E così ho scritto un libro sugli abitanti di un cimitero (…)

L’ho scritto meglio che ho potuto. È l’unico modo che conosco per scrivere qualcosa. Questo non significa che sarà bello. Significa solo che ci ho provato. E, soprattutto, ho scritto la storia che avrei voluto leggere.”.[ii]

C’è tuttavia ancora solo una piccola cosa da dire, su questo libro: ed è che si tratta sicuramente di un libro per ragazzi, che potranno goderne la lettura solitaria, facendone un tesoro personale così come potrebbero godere dell’ascolto  di una bellissima storia letta loro da un adulto significativo; ma è un libro davvero prezioso per una lettura adulta, come peraltro accade con tutti i libri di Neil Gaiman.

Nobody Owens

Sempre nel saggio citato Gaiman si interroga sul confine, tanto incerto, tra letteratura per adulti e letteratura per ragazzi e, dopo aver variamente esplorato l’argomento, conclude dicendoci come – e ne è certo – nessuno di noi sarà in grado di rispondere a tale domanda in modo veramente soddisfacente.

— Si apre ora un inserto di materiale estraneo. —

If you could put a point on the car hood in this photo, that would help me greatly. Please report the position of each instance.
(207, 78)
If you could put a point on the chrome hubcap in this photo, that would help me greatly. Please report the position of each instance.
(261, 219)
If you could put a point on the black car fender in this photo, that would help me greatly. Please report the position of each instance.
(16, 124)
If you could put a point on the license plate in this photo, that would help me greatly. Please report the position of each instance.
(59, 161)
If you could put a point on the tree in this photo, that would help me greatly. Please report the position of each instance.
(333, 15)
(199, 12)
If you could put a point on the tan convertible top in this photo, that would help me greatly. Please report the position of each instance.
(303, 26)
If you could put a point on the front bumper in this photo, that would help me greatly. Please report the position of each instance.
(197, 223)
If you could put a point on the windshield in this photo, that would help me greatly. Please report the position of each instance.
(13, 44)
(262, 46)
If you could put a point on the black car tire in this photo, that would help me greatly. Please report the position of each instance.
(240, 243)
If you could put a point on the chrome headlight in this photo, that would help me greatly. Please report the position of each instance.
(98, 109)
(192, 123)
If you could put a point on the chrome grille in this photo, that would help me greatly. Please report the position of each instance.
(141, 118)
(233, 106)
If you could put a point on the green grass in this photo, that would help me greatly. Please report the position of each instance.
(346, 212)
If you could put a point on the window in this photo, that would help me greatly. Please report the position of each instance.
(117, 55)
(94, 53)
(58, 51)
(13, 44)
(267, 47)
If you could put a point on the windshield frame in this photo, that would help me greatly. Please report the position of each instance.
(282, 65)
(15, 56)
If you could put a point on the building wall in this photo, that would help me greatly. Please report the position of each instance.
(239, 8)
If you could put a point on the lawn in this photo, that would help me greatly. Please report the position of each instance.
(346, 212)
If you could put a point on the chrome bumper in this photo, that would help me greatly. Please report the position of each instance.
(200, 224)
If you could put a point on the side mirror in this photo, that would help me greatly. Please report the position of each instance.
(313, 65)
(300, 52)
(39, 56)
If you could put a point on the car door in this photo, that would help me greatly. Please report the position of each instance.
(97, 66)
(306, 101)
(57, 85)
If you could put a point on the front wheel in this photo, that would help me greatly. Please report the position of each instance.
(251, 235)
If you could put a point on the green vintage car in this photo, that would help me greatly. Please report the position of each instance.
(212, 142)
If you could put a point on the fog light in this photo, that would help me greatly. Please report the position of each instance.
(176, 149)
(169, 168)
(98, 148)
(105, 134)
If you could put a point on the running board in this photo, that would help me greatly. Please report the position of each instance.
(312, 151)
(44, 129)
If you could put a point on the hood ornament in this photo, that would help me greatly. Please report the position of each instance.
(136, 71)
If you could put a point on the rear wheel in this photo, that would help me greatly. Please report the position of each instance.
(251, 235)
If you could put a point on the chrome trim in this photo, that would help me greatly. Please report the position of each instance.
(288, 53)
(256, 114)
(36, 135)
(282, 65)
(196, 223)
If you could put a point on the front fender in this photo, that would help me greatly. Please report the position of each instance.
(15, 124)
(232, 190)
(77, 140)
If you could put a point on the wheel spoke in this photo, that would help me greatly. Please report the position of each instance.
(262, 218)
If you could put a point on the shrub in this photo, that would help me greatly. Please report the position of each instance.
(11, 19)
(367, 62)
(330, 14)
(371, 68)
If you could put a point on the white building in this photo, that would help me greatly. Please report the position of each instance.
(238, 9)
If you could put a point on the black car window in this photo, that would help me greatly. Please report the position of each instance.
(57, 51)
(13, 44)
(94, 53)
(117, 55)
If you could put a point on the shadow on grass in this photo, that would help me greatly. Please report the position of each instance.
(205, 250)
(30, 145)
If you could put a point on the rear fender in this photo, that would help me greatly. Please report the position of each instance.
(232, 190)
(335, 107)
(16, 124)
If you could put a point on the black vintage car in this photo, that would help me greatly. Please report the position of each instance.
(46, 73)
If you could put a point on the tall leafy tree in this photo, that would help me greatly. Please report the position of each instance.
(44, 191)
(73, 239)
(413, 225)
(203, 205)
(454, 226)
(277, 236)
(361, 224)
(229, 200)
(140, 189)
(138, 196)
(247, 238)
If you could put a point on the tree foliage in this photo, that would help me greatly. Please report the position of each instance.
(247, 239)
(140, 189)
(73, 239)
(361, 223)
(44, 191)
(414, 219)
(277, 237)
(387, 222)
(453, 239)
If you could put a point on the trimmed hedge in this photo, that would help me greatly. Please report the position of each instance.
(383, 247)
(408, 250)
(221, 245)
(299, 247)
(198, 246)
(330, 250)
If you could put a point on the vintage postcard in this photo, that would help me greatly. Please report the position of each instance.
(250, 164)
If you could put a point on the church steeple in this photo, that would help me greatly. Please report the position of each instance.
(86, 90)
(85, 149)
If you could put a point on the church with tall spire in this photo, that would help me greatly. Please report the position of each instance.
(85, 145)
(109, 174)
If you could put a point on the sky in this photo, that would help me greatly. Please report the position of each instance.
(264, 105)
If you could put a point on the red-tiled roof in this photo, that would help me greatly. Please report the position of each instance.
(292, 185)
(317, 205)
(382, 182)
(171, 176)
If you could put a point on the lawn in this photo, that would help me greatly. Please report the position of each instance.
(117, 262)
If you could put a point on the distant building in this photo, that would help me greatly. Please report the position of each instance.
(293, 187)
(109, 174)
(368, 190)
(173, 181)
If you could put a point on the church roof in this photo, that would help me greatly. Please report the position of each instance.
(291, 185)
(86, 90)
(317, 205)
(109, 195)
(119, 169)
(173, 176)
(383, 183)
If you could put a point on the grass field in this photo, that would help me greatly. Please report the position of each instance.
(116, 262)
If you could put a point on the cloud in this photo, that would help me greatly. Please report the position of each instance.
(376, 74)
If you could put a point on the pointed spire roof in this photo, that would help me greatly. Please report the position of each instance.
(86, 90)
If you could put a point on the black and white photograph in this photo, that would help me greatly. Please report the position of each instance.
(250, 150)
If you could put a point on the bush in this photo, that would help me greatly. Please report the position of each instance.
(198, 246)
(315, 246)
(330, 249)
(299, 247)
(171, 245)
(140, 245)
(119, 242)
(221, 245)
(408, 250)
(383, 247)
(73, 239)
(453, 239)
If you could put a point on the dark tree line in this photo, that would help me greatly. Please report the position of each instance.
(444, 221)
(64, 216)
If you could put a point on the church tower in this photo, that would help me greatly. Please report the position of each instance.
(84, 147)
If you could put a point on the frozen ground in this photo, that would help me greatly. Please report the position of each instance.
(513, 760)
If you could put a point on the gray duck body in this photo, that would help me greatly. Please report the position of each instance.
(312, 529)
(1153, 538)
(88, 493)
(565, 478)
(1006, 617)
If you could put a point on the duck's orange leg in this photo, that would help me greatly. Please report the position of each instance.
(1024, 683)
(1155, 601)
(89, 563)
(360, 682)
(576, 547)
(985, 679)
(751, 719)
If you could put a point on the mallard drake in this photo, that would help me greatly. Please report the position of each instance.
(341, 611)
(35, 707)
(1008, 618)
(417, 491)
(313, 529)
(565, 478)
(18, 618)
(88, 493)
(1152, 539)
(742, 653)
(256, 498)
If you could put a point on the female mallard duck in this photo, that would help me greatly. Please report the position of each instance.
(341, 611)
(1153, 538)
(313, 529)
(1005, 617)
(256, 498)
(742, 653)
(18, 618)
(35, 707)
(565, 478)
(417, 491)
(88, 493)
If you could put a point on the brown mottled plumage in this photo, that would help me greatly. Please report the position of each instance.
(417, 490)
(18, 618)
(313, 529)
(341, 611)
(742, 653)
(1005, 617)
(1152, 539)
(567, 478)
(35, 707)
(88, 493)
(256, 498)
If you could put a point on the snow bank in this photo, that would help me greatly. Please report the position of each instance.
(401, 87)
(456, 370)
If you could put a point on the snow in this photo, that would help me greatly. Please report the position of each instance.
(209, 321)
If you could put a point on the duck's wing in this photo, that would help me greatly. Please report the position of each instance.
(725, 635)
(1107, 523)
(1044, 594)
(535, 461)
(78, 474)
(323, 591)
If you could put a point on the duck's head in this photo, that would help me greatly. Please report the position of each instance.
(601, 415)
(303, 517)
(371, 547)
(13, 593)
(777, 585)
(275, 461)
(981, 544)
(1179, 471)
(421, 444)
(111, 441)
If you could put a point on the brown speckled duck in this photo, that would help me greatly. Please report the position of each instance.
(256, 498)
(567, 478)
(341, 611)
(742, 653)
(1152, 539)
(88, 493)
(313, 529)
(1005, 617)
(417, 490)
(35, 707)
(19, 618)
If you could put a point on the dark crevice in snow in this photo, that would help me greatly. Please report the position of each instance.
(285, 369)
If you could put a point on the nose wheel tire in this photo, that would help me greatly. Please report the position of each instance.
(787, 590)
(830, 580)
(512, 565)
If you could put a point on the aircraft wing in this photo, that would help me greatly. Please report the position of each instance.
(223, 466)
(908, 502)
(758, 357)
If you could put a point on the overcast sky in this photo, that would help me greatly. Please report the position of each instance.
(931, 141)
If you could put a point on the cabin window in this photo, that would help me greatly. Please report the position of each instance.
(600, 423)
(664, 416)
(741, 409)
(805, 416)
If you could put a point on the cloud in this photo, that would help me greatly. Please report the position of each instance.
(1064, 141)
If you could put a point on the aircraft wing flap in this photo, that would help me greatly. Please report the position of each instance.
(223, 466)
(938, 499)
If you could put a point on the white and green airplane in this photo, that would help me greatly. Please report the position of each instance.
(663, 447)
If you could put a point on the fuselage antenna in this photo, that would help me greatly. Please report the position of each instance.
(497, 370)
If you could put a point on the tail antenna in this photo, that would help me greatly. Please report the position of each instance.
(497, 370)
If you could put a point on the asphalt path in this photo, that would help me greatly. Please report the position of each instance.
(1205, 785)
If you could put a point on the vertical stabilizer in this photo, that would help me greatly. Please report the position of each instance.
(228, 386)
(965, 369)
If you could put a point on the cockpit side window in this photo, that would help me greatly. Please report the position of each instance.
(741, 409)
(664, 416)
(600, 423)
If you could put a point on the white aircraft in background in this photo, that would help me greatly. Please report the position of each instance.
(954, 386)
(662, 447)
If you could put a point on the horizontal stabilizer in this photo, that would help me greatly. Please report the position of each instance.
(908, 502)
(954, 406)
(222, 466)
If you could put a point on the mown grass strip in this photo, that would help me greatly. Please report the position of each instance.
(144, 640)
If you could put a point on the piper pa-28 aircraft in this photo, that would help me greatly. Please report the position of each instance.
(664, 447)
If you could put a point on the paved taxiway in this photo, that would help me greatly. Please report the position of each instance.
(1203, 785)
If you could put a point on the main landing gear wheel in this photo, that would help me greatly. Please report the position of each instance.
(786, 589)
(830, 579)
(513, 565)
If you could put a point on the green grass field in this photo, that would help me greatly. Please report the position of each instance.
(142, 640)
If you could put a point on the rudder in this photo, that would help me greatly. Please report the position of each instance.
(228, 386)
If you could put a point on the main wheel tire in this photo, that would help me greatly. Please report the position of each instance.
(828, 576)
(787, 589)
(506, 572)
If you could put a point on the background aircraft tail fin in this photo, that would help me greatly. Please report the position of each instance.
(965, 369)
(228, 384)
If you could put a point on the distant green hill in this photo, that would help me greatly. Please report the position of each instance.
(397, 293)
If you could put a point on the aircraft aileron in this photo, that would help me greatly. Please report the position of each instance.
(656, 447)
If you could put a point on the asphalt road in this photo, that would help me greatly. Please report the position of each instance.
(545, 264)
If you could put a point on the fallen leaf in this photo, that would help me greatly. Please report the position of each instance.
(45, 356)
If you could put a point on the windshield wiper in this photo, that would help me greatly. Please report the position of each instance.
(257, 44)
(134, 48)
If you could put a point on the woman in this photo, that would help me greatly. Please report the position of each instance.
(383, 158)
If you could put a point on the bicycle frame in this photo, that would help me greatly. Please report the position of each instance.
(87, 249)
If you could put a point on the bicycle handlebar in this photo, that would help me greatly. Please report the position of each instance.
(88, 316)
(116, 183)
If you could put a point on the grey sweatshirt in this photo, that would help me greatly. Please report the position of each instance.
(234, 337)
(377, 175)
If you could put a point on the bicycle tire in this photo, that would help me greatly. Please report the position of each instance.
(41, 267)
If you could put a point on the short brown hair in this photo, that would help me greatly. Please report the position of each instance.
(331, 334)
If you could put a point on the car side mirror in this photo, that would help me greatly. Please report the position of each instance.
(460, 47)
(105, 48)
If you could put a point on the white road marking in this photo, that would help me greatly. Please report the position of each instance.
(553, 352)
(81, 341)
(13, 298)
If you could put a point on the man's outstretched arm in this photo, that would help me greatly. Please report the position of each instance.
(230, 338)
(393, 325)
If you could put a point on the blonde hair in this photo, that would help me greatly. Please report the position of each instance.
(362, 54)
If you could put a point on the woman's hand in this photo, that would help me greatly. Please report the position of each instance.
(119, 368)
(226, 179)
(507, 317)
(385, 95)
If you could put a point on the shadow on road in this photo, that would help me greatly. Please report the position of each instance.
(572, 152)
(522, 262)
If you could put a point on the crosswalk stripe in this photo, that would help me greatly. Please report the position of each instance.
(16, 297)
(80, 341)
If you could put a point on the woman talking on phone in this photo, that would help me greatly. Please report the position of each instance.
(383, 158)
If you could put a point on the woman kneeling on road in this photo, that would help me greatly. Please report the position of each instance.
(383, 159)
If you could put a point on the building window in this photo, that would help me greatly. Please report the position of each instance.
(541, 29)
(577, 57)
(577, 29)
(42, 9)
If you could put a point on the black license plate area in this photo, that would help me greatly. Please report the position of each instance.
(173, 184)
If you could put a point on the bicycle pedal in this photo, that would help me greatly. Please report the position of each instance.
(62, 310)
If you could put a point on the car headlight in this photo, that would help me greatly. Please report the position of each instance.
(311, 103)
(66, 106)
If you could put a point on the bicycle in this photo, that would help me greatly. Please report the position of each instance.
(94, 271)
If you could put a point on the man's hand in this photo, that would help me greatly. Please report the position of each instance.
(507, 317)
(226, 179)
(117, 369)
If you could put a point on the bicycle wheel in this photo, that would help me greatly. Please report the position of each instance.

Ho proposto più volte questo autore (se cercate, troverete proposta la lettura di Good Omens, (2020), di American Gods (2019), di Coraline (2016), di L’oceano in fondo al sentiero).

È chiaro che trovo, dentro le pagine di Neil Gaiman, ciò che della mia infanzia non dovrà mai essere perduto insieme a ciò che solo una lettura adulta può apprezzare; e riscrivere per sé, e rileggere, rendendo ogni pagina nuova, farmaco adatto al momento.

Soprattutto in giorni come questi che stiamo vivendo. Pagine come queste ci armano, e ci difendono.


[i] Da Wikipedia: La medaglia John Newbery (John Newbery Medal) è un premio letterario assegnato annualmente dalla Association for Library Service to Children, una divisione della American Library Association (ALA) all’autore del miglior libro americano per ragazzi.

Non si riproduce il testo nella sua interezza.